Researchers focused on developing a TnpB genome editing system using TnpB protein from Deinococcus radiodurans ISDra2. This study achieved an average editing efficiency of 33.58% in the plant genome. The research team codon-optimized the ISDra2TnpB and cloned it under the OsUbi10 promoter. They used a protoplast system workflow to evaluate TnpB-mediated editing, constructing the pK-TnpB1 vector, which also included the reRNA component essential for target DNA recognition and cleavage.
A notable aspect of TnpB is its dependence on the transposon-associated motif (TAM) sequence 5′-TTGAT-3′. Genome-wide analysis in rice revealed a 0.35% TTGAT TAM coverage, highlighting TnpB’s unique ability to target regions inaccessible to Cas9 or Cas12a. The study designed guide RNAs for six rice genomic loci, assessing the effectiveness by transfecting rice protoplasts and using restriction enzyme analysis. Results showed that TnpB-induced mutations were confirmed by Sanger sequencing, with deletions ranging from 7 to 53 base pairs.

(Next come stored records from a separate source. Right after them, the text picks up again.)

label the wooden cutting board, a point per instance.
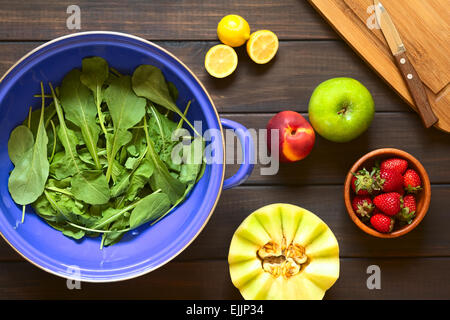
(424, 27)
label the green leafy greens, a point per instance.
(97, 160)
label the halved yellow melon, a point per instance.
(282, 251)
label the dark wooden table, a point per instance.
(413, 267)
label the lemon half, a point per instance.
(262, 46)
(233, 30)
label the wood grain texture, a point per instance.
(430, 238)
(329, 162)
(423, 27)
(400, 279)
(158, 19)
(285, 83)
(377, 54)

Further analysis confirmed TnpB’s high specificity for the canonical TTGAT TAM sequence, with minimal activity on noncanonical sequences. The study also demonstrated TnpB’s suitability for multiplex genome editing by targeting multiple genes simultaneously in rice, achieving notable indel efficiencies.
The researchers extended their experiments to a dicot model, Arabidopsis thaliana, using the TnpB-D1 vector. Initial editing efficiencies were modest, but by replacing the promoter with the eCaMV35S promoter, the enhanced TnpB-D2 vector showed improved results.